Pinzi: "Cosa è stata per me l'Udinese? Una famiglia in cui sono cresciuto e che non avrei mai voluto lasciare"
Centrocampista tuttofare caratterizzato da una grinta fuori dal comune, Pinzi ha vestito la maglia dell’Udinese per la bellezza di tredici stagioni. Soprannominato “Il Gladiatore”, è stato fra i protagonisti indiscussi di questo inizio secolo, dimostrando oltre ad una grande professionalità anche un eccellente attaccamento alla maglia. Con 355 presenze è il terzo giocatore più presente nella storia dell’Udinese
"Ero felice alla Lazio, poi mi scattò la voglia di provare a fare il calciatore, si fece viva l’Udinese. Ci pensai tre minuti e dissi sì, anche se mi dispiaceva lasciare famiglia e fidanzata" racconta Pinzi al Messaggero Veneto.
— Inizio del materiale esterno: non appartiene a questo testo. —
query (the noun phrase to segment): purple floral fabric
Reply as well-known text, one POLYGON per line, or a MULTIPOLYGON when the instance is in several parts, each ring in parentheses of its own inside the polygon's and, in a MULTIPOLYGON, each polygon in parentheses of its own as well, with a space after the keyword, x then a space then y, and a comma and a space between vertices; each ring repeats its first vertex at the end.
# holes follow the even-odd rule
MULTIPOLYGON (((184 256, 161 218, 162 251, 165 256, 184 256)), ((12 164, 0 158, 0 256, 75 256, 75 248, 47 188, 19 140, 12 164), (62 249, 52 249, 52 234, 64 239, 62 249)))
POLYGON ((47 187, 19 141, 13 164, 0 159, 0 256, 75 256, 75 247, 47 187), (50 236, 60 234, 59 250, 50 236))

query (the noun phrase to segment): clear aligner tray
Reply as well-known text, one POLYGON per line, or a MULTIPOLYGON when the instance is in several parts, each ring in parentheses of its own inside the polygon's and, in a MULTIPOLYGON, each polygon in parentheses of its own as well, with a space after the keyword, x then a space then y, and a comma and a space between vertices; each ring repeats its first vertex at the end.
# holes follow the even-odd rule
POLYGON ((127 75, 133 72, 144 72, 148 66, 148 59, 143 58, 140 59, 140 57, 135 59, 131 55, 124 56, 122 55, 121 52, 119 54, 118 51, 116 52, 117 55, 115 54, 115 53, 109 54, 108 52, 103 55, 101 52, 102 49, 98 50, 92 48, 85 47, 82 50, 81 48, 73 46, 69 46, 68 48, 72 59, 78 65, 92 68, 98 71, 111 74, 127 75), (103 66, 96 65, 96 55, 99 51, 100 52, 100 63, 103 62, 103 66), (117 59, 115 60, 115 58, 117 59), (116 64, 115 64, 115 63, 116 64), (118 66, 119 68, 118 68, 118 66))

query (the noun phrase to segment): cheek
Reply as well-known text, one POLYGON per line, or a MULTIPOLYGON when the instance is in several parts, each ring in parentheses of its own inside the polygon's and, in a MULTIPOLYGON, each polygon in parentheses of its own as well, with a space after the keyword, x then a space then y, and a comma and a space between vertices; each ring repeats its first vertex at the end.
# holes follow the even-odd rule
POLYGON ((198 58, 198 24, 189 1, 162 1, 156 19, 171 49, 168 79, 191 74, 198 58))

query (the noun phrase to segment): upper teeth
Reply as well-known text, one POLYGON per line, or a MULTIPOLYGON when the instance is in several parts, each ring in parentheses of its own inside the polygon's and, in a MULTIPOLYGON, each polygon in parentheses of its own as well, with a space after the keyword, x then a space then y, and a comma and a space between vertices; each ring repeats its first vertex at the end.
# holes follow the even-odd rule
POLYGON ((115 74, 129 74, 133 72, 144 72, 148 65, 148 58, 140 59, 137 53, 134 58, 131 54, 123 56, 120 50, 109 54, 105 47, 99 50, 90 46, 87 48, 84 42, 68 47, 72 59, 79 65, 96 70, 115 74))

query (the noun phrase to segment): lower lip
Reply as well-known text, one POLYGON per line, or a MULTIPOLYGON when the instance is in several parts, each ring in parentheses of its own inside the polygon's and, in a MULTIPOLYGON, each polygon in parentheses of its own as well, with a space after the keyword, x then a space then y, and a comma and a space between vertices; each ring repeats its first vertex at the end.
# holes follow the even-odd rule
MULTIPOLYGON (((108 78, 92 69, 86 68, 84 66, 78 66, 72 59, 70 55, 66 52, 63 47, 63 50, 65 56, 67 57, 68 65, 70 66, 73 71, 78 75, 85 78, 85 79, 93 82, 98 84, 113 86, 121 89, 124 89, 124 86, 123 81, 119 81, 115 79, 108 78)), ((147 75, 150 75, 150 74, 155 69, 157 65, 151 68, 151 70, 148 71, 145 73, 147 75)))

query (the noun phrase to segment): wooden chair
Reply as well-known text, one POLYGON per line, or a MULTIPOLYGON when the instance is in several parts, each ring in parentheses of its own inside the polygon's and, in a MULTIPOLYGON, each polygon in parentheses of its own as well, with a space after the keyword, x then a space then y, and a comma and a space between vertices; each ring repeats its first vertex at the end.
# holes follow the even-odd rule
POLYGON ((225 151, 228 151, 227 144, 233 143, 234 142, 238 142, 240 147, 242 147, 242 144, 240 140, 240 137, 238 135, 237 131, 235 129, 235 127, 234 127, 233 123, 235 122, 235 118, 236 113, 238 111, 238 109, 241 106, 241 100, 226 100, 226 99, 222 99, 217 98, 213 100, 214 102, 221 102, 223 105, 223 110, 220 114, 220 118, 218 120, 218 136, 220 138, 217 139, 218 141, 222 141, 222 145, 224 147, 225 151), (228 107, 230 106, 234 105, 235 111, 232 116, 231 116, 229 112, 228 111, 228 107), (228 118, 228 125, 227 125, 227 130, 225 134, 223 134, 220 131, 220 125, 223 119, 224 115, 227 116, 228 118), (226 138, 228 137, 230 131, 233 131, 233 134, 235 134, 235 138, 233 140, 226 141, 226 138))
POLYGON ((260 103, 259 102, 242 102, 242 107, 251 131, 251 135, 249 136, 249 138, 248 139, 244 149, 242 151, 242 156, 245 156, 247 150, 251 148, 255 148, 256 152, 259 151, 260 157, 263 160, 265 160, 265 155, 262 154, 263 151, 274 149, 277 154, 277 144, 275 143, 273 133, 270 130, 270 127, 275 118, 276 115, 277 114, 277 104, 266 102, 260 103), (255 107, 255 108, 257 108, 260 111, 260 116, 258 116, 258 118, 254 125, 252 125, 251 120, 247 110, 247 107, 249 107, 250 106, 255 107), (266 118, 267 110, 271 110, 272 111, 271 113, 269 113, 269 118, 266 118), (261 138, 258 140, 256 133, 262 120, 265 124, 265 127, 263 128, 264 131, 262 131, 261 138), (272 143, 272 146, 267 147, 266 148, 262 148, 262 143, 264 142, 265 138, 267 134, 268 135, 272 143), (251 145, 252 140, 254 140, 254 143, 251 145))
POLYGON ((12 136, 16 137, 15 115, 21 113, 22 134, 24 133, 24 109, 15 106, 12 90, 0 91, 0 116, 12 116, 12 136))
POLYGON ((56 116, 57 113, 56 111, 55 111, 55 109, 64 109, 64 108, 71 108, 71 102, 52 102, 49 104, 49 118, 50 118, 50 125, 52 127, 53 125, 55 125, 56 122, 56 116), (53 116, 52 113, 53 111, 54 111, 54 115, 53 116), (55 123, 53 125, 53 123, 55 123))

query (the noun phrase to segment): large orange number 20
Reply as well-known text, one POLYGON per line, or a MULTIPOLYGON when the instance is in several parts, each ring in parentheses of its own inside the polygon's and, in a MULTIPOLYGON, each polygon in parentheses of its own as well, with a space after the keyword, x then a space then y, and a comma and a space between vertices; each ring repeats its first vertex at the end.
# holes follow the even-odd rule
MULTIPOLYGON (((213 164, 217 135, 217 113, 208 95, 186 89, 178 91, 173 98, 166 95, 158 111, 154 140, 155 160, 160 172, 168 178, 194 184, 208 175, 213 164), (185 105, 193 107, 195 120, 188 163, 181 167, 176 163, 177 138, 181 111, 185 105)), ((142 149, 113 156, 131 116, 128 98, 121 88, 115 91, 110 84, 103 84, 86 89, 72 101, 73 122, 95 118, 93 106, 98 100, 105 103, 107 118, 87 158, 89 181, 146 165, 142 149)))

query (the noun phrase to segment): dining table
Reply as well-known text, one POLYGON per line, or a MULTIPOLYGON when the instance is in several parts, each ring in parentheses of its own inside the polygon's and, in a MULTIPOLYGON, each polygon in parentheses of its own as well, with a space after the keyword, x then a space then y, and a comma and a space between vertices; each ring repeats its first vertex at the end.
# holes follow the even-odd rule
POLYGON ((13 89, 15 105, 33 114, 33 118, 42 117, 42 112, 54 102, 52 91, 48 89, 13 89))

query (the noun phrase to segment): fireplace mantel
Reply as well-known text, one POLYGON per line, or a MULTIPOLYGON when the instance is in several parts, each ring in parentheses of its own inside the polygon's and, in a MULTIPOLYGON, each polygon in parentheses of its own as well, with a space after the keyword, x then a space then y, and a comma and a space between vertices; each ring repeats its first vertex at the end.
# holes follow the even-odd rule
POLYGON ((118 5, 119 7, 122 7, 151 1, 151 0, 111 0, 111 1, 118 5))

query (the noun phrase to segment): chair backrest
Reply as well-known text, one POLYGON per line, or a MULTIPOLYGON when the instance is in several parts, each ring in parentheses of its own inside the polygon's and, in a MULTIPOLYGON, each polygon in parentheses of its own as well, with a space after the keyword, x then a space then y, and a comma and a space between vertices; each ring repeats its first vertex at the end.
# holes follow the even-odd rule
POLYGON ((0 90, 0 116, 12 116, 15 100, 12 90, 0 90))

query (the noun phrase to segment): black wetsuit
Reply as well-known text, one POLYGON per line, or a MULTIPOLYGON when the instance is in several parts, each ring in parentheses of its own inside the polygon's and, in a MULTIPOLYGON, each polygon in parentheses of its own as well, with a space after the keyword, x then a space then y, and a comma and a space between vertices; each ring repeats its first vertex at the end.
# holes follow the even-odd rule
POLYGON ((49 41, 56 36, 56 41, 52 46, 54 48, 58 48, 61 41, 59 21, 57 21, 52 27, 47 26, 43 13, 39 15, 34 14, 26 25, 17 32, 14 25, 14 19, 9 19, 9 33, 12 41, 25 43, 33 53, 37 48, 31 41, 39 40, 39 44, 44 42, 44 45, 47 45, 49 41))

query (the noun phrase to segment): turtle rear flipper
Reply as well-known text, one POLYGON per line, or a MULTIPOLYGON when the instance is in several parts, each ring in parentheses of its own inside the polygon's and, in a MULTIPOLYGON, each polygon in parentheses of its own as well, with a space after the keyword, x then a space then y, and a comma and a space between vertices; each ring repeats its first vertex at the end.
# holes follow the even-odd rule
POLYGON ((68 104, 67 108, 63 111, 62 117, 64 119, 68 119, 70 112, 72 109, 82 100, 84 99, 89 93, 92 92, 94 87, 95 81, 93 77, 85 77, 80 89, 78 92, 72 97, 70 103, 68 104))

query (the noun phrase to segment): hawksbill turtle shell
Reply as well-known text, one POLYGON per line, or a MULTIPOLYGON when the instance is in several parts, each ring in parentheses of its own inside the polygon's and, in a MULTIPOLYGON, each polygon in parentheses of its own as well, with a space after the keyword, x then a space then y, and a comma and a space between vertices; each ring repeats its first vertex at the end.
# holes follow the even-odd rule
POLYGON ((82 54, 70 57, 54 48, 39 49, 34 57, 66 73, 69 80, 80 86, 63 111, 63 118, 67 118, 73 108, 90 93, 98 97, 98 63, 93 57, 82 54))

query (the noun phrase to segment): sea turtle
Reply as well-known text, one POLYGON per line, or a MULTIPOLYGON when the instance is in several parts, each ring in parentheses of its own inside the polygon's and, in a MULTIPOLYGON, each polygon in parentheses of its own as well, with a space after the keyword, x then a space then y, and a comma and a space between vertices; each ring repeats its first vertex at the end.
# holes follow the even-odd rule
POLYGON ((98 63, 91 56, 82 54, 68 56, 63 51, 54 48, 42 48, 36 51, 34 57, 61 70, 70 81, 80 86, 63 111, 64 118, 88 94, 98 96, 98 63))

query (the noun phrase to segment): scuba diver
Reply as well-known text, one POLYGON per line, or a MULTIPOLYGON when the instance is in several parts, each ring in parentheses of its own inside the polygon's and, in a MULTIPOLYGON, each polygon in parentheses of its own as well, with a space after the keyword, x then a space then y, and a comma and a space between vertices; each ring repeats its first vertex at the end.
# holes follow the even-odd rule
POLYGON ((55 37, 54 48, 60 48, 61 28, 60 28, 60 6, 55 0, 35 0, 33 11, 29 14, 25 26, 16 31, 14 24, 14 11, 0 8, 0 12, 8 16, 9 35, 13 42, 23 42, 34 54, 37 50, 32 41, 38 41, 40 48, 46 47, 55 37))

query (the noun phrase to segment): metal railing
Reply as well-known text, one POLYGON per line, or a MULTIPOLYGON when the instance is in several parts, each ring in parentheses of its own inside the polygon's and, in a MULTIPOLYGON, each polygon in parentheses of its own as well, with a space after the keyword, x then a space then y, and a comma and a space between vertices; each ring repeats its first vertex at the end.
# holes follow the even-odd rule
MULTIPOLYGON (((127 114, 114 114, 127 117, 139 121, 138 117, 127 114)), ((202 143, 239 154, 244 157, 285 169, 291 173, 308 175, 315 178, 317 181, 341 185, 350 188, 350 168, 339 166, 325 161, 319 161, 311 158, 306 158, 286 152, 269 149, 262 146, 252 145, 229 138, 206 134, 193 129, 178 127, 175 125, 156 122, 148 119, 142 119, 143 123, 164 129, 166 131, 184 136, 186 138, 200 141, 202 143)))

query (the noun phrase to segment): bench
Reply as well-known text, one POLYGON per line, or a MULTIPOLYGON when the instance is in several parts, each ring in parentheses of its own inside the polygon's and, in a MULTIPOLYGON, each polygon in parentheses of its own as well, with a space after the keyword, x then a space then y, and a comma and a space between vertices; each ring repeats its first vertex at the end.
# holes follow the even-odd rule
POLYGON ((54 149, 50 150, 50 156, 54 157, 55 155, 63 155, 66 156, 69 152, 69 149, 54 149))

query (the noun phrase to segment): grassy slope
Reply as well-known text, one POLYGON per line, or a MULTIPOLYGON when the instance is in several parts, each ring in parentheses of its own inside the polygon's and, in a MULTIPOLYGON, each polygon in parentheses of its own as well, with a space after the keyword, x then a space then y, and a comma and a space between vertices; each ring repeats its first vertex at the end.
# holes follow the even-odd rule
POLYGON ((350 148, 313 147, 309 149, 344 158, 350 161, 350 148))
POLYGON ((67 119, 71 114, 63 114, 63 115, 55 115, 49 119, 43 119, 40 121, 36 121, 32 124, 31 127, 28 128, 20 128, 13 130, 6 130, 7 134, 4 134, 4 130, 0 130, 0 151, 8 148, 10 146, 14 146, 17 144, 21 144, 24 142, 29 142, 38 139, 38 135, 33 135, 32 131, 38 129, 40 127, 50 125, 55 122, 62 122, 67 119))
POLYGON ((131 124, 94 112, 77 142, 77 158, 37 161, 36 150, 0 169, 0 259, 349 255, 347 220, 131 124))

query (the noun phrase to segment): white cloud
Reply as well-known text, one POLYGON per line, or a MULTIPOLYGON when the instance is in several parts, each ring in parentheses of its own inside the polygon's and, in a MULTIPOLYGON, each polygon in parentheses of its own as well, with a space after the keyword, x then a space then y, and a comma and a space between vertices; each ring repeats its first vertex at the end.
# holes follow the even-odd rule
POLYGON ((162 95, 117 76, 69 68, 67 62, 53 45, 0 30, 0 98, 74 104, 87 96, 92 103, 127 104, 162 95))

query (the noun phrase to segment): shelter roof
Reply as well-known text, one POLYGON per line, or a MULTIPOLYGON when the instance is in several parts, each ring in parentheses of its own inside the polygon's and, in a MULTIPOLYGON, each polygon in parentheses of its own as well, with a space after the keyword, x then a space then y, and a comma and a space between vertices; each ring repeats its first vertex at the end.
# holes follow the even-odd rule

"Partii da Roma con quaranta gradi, arrivai a Ronchi con pioggia e freddo. Mi venne a prendere Toffolini, che guidando al ritorno in mezzo all’acquazzone rispondeva al telefono e consultava l’agenda. Troppo forte e pittoresco. Piombo nel ritiro e Muzzi mi fa subito una battuta in romanesco per mettermi a mio agio. C’era Giannichedda, che mi ha riempito di trucchetti del mestiere e conosco uno dei mie due fratelloni, Vincenzo Iaquinta.
Iaquinta? Lo sentii tremare prima che De Canio annunciasse la formazione all’esordio di campionato col Brescia. Poi fece doppietta. Vincenzo era un animale, parlava sempre a scatti e un giorno mi ha spaccato la fronte con un oggetto senza accorgersene, procurandomi cinque punti in testa. Mi faceva da autista che non avevo la patente.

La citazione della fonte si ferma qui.